Writers wrote and bloggers posted about people like us using derisive terms. “Maximalism,” a recurring euphemism, barely hid disdain for “brown” furniture, chintz, wallpaper, valances and draperies. If attempting to be kind, they dubbed it “Bohemian.”

Yet Bohemian conjured up tacky bead curtains and tie-dye bedspreads.

That was last year.

Without warning a worse décor term popped up, making me cringe: “granny chic.” Turned out, it was code for a maximalist revival. The young suddenly embraced old fashioned style with a strange fervor, even macrame and spider plants.

Then dropped another term: “millennial chic.” It looked, at least to my eye, exactly like “granny chic,” but, seems it was only a trend if millennials were in on it.

Nobody actually photographed grannies in busy chic interiors only hipsters doing macrame.
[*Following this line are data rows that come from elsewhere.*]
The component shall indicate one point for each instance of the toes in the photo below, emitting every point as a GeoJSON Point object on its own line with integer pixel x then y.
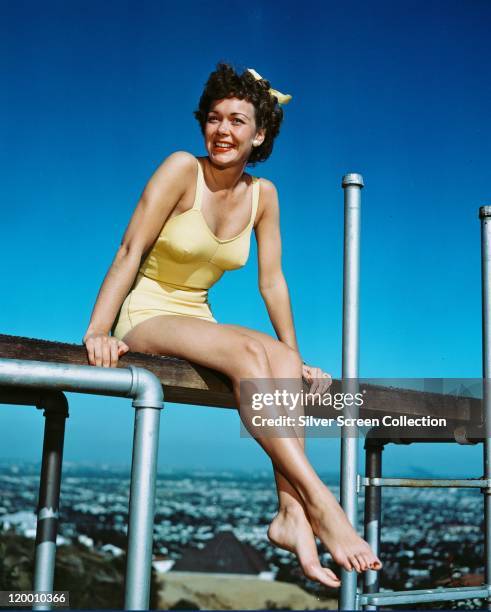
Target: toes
{"type": "Point", "coordinates": [369, 560]}
{"type": "Point", "coordinates": [364, 565]}
{"type": "Point", "coordinates": [376, 565]}
{"type": "Point", "coordinates": [331, 574]}
{"type": "Point", "coordinates": [314, 571]}
{"type": "Point", "coordinates": [344, 562]}
{"type": "Point", "coordinates": [355, 563]}
{"type": "Point", "coordinates": [331, 578]}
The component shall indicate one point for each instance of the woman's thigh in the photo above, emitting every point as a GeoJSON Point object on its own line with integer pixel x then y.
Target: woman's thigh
{"type": "Point", "coordinates": [209, 344]}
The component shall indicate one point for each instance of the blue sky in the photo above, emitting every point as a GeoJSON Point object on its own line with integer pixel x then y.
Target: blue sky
{"type": "Point", "coordinates": [96, 95]}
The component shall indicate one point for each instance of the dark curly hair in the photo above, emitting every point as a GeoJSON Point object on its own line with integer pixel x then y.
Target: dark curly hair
{"type": "Point", "coordinates": [225, 82]}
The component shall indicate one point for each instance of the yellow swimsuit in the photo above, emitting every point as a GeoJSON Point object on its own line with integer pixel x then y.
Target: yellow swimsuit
{"type": "Point", "coordinates": [185, 261]}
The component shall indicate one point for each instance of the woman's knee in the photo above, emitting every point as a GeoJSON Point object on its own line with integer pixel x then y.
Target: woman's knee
{"type": "Point", "coordinates": [287, 362]}
{"type": "Point", "coordinates": [250, 359]}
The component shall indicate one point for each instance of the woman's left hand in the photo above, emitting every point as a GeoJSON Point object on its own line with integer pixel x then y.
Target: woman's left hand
{"type": "Point", "coordinates": [319, 380]}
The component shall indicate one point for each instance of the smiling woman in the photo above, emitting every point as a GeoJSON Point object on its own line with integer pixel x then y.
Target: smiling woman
{"type": "Point", "coordinates": [193, 222]}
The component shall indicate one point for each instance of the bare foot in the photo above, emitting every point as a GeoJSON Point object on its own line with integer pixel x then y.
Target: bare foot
{"type": "Point", "coordinates": [331, 525]}
{"type": "Point", "coordinates": [291, 530]}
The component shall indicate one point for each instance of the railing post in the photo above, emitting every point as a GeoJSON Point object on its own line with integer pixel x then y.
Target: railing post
{"type": "Point", "coordinates": [55, 413]}
{"type": "Point", "coordinates": [142, 504]}
{"type": "Point", "coordinates": [485, 216]}
{"type": "Point", "coordinates": [373, 510]}
{"type": "Point", "coordinates": [352, 185]}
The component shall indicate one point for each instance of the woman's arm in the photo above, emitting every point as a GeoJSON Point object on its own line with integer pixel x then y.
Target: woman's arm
{"type": "Point", "coordinates": [272, 283]}
{"type": "Point", "coordinates": [161, 194]}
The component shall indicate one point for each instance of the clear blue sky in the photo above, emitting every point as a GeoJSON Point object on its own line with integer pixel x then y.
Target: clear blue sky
{"type": "Point", "coordinates": [94, 95]}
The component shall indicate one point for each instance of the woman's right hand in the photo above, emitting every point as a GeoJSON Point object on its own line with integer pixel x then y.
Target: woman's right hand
{"type": "Point", "coordinates": [103, 350]}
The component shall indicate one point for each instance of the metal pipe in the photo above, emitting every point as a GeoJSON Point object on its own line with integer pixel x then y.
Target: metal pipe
{"type": "Point", "coordinates": [395, 598]}
{"type": "Point", "coordinates": [485, 217]}
{"type": "Point", "coordinates": [467, 483]}
{"type": "Point", "coordinates": [352, 185]}
{"type": "Point", "coordinates": [146, 391]}
{"type": "Point", "coordinates": [373, 511]}
{"type": "Point", "coordinates": [55, 407]}
{"type": "Point", "coordinates": [49, 496]}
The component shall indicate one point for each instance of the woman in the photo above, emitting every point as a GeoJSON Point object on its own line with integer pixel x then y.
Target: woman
{"type": "Point", "coordinates": [192, 223]}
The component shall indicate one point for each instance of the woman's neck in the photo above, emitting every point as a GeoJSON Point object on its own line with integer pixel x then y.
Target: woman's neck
{"type": "Point", "coordinates": [222, 179]}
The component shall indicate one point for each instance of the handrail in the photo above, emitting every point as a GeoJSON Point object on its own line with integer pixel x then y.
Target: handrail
{"type": "Point", "coordinates": [146, 391]}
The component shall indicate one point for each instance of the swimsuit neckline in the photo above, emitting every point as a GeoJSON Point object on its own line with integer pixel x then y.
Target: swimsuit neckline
{"type": "Point", "coordinates": [200, 182]}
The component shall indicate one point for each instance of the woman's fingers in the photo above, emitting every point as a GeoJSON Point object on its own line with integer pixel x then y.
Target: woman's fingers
{"type": "Point", "coordinates": [105, 351]}
{"type": "Point", "coordinates": [90, 351]}
{"type": "Point", "coordinates": [114, 354]}
{"type": "Point", "coordinates": [122, 348]}
{"type": "Point", "coordinates": [98, 352]}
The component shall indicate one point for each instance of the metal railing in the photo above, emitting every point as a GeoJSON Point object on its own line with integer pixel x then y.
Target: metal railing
{"type": "Point", "coordinates": [42, 384]}
{"type": "Point", "coordinates": [351, 482]}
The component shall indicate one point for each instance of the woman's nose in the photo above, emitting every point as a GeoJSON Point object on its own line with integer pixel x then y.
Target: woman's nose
{"type": "Point", "coordinates": [223, 127]}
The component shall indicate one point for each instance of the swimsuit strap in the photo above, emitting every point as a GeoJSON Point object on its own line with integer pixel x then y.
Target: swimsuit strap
{"type": "Point", "coordinates": [200, 181]}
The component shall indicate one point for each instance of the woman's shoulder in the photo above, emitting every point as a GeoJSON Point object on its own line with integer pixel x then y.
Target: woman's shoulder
{"type": "Point", "coordinates": [180, 160]}
{"type": "Point", "coordinates": [268, 192]}
{"type": "Point", "coordinates": [176, 171]}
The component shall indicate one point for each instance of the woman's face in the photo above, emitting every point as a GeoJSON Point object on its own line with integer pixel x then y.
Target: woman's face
{"type": "Point", "coordinates": [230, 131]}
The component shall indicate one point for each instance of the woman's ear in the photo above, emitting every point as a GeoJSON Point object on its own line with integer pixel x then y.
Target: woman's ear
{"type": "Point", "coordinates": [259, 138]}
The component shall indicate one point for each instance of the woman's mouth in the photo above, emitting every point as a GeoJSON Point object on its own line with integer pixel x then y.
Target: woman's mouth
{"type": "Point", "coordinates": [222, 146]}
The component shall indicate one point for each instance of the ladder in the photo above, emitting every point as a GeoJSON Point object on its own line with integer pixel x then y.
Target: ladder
{"type": "Point", "coordinates": [352, 598]}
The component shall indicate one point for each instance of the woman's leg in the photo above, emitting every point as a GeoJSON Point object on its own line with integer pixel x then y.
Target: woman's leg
{"type": "Point", "coordinates": [290, 528]}
{"type": "Point", "coordinates": [241, 357]}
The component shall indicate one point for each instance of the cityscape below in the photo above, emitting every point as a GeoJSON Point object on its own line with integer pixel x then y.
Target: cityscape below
{"type": "Point", "coordinates": [429, 538]}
And then this appeared: “grand millennial” style. Which means well, I am not exactly sure. It seemed maximalism was being rebranded, better suiting the aesthetic of hip young art directors. Granny chic didn’t quite do the job.

Hence a new moniker started popping up in design pubs and blogs: not old fashioned.

Bold fashioned!

Gah. Suddenly, millennial designer Rudy Saunders promoted all things prep, crazy for needlepoint and Lilly Pulitzer. He loved color-saturated, Dorothy Draper/Greenbriar resort interiors.

Which leads to another, stupendous, design trend: cottagecore.

(Also, I fear, known as grandmacore. Sigh. Seems millennials love their grandmas. And British style.)

Cottagecore, or grandmacore, is what designer Brit Rachel Ashwell dubbed Shabby Chic. Which is what Brit Laura Ashley of twee prints and a lifestyle brand owned for decades, from 1954 until her untimely death.

Now Brit Paula Sutton, a charming British Hill House blogger, is coming on like a freight train, and her Georgian dream of a house made me tear up with, well, happiness.

Best of all? She’s middle aged. With “brown” antiques and cushy pillows and china! And nary a word uttered about grandmas, nor cottagey porn. It’s simply beautiful and cozy.

And, so sorry, kiddos, but it’s too late. The will is already written.  OH

Cynthia Adams is a contributing editor to O.Henry.